Policy

The T-95 tank… Leaks revive the Soviets’ lost dream


The leak of an original set of blueprints for the Soviet main battle tank “Object 195” has reignited wide debate around one of the most revolutionary military projects.

The 3D-design specialist “Ghostiez 3D” published new digital renderings, claiming they were “based on a genuine album of recently leaked blueprints”, thereby revealing deeper details about the tank popularly known as the T-95.

This tank had been intended as the first armored platform designed entirely from scratch to enter the Soviet Army since the T-64 was introduced in 1964.

The T-64 earned its historical significance by outperforming its Western counterparts by roughly twenty years: it had a powerful gun, advanced armor-piercing ammunition, and composite armor that Western tanks were unable to match until fifteen to twenty years later.

As the T-64 design evolved throughout the 1970s and 1980s, its famous derivatives appeared: the simpler and cheaper T-72, and the more expensive yet more mobile T-80. Both entered service in upgraded versions from 1973 and 1975.

Although the T-72 was less capable than the T-64 and T-80, its downgraded export variants demonstrated clear superiority during the conflicts of the 1980s, including the Lebanon War and the Iran–Iraq War.

However, the arrival of new Western tanks such as the German Leopard 2 and the American M1A1 Abrams helped narrow the capabilities gap. This pushed Moscow to launch the “Object 195” project, aiming to regain full and sustainable superiority by the late 1990s or early 2000s, much like the T-64 had done in the 1960s.

Just as the T-64 had brought a radical shift with its 152-mm gun compared to the Western 105-mm guns, the T-95 was expected to feature a massive 152-mm main gun, providing unprecedented penetration power.

The new tank was also planned to deliver extraordinary protection levels, with estimates suggesting that the thickness of its frontal armor could reach up to 1000 mm against anti-armor munitions.
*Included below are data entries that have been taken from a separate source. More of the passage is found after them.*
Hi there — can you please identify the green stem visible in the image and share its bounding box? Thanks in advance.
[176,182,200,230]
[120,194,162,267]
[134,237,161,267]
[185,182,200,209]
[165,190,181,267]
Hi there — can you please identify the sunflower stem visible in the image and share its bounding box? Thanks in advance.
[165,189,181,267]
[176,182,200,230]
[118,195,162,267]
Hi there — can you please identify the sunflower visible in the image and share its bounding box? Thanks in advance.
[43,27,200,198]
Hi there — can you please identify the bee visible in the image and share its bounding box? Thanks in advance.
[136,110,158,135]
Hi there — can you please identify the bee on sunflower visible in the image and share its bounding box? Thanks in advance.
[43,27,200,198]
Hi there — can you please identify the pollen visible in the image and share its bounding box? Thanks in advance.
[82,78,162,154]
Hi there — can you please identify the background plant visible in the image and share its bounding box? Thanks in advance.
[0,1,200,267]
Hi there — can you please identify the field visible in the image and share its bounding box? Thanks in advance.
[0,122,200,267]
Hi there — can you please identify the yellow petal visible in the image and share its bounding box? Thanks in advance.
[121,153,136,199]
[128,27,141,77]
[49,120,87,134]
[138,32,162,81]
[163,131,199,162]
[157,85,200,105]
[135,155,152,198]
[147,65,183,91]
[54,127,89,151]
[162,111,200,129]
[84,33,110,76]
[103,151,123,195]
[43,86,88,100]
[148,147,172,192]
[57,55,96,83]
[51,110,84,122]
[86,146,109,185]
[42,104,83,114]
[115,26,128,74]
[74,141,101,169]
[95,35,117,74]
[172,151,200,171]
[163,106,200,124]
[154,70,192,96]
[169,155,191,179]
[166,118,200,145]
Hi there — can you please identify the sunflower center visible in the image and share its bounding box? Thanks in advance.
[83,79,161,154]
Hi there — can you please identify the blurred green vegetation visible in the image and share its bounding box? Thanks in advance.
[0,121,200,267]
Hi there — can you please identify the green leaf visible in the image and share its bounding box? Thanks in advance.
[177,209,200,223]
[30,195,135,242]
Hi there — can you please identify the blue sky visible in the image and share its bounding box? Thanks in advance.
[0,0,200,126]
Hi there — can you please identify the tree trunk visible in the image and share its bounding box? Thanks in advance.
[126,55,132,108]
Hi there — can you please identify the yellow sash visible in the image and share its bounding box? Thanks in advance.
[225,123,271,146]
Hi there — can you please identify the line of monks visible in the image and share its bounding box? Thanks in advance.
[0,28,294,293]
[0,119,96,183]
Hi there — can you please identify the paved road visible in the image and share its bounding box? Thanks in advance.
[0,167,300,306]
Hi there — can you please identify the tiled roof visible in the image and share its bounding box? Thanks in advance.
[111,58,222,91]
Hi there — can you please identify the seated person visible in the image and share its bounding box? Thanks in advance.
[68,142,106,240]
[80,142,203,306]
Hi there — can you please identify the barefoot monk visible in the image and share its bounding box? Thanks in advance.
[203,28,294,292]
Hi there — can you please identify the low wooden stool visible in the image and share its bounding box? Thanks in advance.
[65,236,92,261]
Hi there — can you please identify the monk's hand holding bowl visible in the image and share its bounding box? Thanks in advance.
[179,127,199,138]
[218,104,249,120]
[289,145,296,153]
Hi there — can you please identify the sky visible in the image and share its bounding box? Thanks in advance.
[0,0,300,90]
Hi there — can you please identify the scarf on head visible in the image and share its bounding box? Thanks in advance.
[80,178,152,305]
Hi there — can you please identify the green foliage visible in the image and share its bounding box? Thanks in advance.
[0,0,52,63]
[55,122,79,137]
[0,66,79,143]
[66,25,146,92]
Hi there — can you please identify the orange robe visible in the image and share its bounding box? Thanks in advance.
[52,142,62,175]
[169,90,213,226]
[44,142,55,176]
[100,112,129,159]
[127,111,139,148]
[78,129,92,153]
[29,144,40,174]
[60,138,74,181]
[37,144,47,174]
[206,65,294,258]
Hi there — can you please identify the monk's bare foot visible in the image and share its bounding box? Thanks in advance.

The project adopted a revolutionary layout in which the three-man crew was isolated in a fully protected armored capsule, while the turret and main gun were operated remotely—extending the legacy of the T-64, the first tank to introduce an autoloader system.

This configuration would have allowed the tank to maintain an extremely low profile, even lower than the already compact T-64, thanks to the crew-capsule arrangement.

Despite its potential to become the most groundbreaking armored project since World War II, and although it reached the prototype stage, the collapse of the Soviet Union and the severe decline in Russian economic, industrial, and technological capabilities prevented its completion.

After the program was canceled in the early 2000s, the T-14 Armata project emerged in 2015 as an attempt to revive many of the “Object 195” concepts, albeit in a “less ambitious” form adapted to the limited resources of post-Soviet Russia, according to military analysts.

Nevertheless, the significant delays affecting the T-14 Armata program have cast doubts on its future by the mid-2020s—almost twenty-five years after the T-95 was originally expected to enter service.

China has exploited this gap to move forward decisively with its new “Type 100” tank, already in service, while the United States and South Korea prepare to catch up through their “M1E3” and “K3” programs. Should these projects reach completion, Russian armored forces may find themselves relatively disadvantaged.